Vereadores como Pablo Almeida (PL), Braulio Lara (Novo) e Cláudio do Mundo Novo (PL) manifestaram apoio ao projeto, alegando que a população tem cobrado ações mais firmes para coibir o consumo de drogas em áreas públicas, especialmente próximo a escolas e praças.

Parlamentares de oposição contestaram duramente a proposta. Luiza Dulci (PT) afirmou que órgãos como a Clínica de Direitos Humanos da UFMG, secretarias municipais e a Defensoria Pública do Estado (DP-MG) se posicionaram contra o PL. De acordo com o parecer da Defensoria, a medida seria “inconstitucional, ilegal e absolutamente ineficaz”.

Para Juhlia Santos (Psol), o município não tem competência para criar sanções administrativas que, na prática, replicam punições já previstas na legislação federal antidrogas.

Ela também criticou a possibilidade de extinção da multa mediante adesão ao tratamento, afirmando que isso pode levar a uma coerção indireta, sobretudo entre pessoas de baixa renda.

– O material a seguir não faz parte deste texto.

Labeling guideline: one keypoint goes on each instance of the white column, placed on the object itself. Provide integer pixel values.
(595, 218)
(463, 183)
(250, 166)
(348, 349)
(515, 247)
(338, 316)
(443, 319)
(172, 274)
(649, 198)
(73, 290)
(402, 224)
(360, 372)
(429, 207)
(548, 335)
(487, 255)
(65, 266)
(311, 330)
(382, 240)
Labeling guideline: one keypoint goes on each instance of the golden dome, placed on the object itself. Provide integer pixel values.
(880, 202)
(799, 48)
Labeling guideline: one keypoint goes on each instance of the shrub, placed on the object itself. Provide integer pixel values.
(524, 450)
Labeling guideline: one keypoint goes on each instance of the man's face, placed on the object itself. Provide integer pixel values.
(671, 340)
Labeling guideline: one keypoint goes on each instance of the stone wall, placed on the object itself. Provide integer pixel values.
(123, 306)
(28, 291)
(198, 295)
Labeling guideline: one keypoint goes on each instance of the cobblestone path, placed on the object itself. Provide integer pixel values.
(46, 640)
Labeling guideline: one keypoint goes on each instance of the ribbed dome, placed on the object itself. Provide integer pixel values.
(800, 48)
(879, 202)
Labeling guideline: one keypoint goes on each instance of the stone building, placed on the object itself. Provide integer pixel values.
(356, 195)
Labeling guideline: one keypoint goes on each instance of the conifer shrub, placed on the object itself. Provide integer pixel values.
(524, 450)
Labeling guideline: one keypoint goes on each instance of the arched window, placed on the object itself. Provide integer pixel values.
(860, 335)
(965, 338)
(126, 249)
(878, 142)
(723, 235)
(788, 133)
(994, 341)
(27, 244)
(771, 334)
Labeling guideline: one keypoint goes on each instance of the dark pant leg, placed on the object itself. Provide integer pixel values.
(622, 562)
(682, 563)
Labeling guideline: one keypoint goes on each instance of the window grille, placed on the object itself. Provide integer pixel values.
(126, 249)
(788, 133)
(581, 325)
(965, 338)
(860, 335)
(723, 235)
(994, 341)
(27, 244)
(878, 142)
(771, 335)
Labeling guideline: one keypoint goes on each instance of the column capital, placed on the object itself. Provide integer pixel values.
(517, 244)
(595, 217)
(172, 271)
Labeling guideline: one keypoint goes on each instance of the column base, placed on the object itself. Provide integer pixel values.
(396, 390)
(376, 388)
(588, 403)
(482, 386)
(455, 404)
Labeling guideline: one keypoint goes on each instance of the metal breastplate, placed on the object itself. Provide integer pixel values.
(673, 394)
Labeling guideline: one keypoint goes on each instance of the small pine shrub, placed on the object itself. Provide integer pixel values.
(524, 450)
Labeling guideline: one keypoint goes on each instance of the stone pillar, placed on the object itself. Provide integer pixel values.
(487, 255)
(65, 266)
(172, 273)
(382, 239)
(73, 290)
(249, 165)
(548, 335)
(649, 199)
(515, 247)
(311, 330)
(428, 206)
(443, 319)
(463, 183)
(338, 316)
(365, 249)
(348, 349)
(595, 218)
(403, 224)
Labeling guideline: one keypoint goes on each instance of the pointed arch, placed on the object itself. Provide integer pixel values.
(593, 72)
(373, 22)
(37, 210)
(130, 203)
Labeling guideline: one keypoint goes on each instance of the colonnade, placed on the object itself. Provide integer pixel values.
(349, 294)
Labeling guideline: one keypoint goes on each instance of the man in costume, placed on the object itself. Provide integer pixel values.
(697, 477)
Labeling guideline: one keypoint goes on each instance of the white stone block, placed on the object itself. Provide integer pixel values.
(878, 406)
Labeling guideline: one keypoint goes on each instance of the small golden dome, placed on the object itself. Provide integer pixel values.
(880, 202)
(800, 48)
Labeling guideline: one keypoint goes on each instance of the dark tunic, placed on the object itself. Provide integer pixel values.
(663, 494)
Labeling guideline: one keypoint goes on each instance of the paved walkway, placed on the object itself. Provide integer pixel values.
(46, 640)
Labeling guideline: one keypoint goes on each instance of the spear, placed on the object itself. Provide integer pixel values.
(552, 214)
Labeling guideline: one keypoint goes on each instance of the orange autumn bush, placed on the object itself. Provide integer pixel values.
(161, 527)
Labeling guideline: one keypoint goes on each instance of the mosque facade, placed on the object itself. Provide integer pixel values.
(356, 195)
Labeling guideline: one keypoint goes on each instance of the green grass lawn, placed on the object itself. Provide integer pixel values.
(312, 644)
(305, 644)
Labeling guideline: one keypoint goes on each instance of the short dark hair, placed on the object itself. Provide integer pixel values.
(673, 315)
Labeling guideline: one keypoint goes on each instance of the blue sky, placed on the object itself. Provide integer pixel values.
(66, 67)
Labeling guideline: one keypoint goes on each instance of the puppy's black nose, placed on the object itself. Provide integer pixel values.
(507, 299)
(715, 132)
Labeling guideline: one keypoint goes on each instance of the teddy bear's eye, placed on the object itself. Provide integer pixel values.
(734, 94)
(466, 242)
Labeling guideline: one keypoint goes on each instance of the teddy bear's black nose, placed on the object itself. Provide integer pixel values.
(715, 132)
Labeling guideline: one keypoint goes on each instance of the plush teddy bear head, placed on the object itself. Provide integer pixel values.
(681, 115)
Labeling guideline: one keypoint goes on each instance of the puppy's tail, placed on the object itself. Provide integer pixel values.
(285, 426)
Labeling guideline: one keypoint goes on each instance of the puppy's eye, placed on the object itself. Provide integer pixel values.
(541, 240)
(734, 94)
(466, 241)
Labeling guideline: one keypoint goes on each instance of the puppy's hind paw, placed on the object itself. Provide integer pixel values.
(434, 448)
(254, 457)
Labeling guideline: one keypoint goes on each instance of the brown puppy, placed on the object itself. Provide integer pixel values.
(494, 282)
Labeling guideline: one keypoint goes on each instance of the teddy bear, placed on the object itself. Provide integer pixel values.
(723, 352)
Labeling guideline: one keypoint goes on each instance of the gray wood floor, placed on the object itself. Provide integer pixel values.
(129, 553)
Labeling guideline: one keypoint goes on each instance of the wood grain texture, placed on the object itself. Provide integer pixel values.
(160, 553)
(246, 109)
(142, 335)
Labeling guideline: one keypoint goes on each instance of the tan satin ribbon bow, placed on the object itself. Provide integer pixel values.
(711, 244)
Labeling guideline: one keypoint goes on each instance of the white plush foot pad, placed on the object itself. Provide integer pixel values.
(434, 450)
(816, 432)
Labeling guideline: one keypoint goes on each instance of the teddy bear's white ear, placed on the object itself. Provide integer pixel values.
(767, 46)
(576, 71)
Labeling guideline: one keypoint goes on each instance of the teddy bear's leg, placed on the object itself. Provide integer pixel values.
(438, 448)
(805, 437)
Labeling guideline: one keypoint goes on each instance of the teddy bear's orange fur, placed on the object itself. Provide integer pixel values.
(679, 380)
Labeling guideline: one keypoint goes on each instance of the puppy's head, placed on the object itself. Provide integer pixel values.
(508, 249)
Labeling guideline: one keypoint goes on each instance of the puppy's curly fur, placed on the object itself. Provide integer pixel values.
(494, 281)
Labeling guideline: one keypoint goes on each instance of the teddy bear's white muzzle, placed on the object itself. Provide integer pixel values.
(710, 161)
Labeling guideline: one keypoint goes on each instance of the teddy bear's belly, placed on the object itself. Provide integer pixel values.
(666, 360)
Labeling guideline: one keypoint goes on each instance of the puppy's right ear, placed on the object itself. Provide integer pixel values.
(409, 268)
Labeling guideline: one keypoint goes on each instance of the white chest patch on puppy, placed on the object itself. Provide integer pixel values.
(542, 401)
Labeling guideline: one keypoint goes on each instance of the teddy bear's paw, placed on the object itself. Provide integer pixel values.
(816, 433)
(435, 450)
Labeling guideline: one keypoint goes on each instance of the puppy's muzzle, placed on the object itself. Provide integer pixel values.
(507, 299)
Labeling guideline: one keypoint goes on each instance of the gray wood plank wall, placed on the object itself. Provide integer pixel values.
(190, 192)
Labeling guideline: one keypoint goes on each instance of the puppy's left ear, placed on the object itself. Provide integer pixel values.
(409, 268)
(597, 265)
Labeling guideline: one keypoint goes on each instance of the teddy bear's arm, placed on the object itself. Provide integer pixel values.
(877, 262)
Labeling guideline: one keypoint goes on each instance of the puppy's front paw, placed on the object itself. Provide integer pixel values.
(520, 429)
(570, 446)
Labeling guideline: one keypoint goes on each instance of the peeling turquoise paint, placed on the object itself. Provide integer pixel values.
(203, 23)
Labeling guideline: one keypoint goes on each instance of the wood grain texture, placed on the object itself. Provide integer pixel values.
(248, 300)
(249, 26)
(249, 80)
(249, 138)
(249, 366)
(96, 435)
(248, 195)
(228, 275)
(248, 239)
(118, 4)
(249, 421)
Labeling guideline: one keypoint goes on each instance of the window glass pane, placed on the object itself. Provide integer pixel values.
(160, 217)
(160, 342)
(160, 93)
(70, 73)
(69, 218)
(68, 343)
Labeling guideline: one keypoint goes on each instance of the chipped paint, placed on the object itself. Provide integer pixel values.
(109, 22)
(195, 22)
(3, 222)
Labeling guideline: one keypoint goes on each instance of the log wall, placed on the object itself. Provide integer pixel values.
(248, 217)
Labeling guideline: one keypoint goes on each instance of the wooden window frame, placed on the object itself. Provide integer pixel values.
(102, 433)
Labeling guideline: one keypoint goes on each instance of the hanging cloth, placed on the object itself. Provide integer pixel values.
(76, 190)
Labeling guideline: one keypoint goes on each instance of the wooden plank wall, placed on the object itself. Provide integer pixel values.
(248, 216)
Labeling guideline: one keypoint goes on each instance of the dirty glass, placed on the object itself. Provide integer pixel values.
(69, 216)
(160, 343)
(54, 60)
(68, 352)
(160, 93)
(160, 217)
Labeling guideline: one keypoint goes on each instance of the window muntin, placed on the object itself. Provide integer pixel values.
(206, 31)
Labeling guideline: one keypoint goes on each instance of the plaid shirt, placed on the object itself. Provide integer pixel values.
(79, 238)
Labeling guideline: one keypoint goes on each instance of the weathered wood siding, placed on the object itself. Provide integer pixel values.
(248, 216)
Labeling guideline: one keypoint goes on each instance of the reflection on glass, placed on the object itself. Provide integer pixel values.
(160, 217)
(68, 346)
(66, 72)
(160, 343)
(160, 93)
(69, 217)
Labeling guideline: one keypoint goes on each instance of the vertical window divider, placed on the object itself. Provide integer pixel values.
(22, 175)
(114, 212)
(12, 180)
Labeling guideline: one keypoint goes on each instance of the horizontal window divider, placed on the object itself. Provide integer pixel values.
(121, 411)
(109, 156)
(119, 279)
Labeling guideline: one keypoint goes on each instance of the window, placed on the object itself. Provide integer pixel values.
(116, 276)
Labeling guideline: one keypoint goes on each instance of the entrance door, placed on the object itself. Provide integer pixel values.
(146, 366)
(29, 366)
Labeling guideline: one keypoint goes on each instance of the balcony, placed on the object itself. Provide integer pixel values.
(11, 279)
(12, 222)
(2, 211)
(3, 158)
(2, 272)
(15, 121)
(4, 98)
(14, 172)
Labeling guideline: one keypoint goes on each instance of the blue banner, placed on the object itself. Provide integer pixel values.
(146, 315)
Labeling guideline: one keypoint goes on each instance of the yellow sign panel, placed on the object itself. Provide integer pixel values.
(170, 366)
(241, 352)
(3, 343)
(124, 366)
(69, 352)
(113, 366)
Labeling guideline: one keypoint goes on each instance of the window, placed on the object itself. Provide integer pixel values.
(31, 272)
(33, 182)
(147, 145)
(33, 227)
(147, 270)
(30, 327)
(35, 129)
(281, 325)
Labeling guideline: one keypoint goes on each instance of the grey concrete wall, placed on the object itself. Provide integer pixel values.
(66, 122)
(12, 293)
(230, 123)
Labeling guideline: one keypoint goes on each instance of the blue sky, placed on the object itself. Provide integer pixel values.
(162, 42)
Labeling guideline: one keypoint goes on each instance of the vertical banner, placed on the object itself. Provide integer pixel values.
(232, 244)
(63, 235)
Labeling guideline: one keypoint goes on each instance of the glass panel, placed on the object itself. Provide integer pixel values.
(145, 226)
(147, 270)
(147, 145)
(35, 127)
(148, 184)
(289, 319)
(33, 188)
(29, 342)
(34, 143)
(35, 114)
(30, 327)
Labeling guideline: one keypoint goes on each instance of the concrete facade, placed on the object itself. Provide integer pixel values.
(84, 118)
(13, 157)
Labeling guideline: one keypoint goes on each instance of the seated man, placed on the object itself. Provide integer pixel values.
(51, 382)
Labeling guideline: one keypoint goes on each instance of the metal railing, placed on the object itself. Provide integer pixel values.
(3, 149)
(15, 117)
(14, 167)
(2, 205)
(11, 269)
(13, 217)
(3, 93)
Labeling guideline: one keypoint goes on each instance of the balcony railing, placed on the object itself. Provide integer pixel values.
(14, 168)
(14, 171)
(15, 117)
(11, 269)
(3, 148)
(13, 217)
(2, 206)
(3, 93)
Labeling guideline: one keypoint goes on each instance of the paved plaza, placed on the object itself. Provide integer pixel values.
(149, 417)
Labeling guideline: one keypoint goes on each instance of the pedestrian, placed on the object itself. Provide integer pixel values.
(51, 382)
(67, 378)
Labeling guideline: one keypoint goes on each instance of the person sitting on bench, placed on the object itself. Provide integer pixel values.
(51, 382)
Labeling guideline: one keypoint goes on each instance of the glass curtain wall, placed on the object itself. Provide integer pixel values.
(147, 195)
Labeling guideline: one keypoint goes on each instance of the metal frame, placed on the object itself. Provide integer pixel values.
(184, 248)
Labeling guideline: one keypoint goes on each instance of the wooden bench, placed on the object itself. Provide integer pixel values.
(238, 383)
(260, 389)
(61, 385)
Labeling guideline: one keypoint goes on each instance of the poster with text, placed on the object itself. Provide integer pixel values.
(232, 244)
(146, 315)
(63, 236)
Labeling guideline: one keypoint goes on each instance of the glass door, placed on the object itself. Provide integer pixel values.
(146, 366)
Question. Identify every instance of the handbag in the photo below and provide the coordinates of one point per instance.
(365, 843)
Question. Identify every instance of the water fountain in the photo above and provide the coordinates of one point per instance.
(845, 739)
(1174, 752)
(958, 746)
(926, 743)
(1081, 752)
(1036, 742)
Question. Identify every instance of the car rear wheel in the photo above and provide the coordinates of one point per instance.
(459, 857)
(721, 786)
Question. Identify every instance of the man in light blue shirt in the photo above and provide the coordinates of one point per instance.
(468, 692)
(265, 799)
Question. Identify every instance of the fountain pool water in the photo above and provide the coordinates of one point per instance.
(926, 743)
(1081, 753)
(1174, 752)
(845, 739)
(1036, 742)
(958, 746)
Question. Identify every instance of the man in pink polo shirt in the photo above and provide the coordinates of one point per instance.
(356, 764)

A vereadora Cida Falabella (Psol) ressaltou que o consumo de álcool — droga legalizada — causa mais mortes no país do que outras substâncias ilícitas, defendendo que o vício deve ser tratado como questão de saúde pública, e não de repressão. “Usuário não é bandido”, afirmou.

Próximos passos

Com a aprovação em primeira votação, o PL 155/2025 segue agora para as comissões temáticas da Câmara, onde receberá análise de eventuais emendas. Depois dessa etapa, retorna ao Plenário para a votação definitiva.